Per combattere i problemi della sovrappopolazione e dell’inquinamento uno scienziato norvegese inventa un metodo per miniaturizzare gli essere viventi, in modo che possano vivere in comunità ecosostenibili; una soluzione che nel giro di qualche hanno convince circa il 3% della popolazione ad accettare la procedura irreversibile, attirato anche dal fatto che nel “mondo piccolo” i soldi varranno molto di più. Anche Paul Safranek e la moglie Audrey si decidono al trasferimento, ma alla fine lei si tira indietro e così Paul resta solo nella sua nuova vita che in breve tempo sembra riproporgli le stesse frustrazioni di quella che ha lasciato… Almeno finché nella sua vita compaiono l’eccentrico vicino Dusan (che nel mondo piccolo fa lucrosi traffici di beni di lusso)e Ncoc Lan, una dissidente vietnamita che gli mostra le diseguaglianze che imperano anche nella nuova utopia miniaturizzata…
Non è certo un film perfetto quello di Alexander Payne, perennemente indeciso tra satira, commedia e dramma sociale, ma c’è qualcosa di profondamente vero nel personaggio che Matt Damon fa vivere con convinzione, un uomo buono, ma apparentemente quasi un fallito, ancora in cerca, però, di qualcosa in cui possa fare la differenza.
È questo, più della lusinga della ricchezza, a fargli scegliere la miniaturizzazione e sempre questo a far montare la sua delusione quando viene abbandonato dalla moglie e si trova nuovamente prigioniero di una vita mediocre, in cui gli altri sembrano facilmente compensare l’assenza di uno scopo con la moltiplicazione dei beni. La pellicola di Payne si prende il suo tempo per farci entrare nella vita triste di Paul, un uomo che sembra aver messo da parte i suoi sogni, ma non per questo dimostra meno premura prima verso la madre malata e poi verso la moglie, un uomo che cerca sempre qualcosa per cui entusiasmarsi in un mondo tutto sommato cinico, egoista e superficiale. L’andamento del racconto ondeggia tra la satira leggera di alcuni passaggi e la serierà che esprime la recitazione di Damon, ma rischia di perdersi un po’ nella descrizione del mondo lillipuziano in cui Paul si trasferisce, indeciso tra molti spunti di critica (al consumismo, all’ecologismo estremo, al catastrofismo…) .

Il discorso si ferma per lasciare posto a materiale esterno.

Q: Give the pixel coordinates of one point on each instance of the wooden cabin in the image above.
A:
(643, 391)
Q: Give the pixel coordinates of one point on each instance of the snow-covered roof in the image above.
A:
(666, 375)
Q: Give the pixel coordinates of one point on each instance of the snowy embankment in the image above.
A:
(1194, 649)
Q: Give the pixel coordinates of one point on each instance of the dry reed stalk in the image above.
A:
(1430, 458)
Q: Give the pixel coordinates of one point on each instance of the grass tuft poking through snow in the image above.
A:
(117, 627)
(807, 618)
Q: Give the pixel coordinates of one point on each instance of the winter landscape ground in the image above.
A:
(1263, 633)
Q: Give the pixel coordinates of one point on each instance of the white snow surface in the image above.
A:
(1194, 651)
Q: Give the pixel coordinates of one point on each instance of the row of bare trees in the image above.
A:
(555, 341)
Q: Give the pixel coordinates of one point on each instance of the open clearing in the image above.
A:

È poi l’incontro fortuito con una dissidente vietnamita miniaturizzata per punizione dal suo governo e spedita in America nella scatola di un televisore (viaggio che le è quasi costato la vita e le ha fatto perdere una gamba dal ginocchio in giù) che cambia la vita di Paul, scuotendolo dall’apatia a cui sembra di nuovo rassegnato (a dimostrazione che non basta cambiare luoghi e circostanze per cambiare temperamento). È lei che lo trascina nei sobborghi dove si mostra il “prezzo” della vita dei privilegiati “piccoletti”, ma soprattutto è lei che sembra finalmente regalargli quello che Paul cerca davvero: uno scopo, qualcosa che dia significato alla sua vita. Prima di arrivare alla fine della storia ci sarà di mezzo una lunga parentesi nella patria della miniaturizzazione, la Norvegia, dove Paul rischia di perdersi dietro una nuova utopia.
Nonostante molte imperfezioni e qualche lentezza, il film di Payne ha un cuore che la recitazione di Damon esalta: la storia di un uomo normale capace di scegliere la vita (con il suo dolore e la sua miseria) invece della fuga dalla realtà.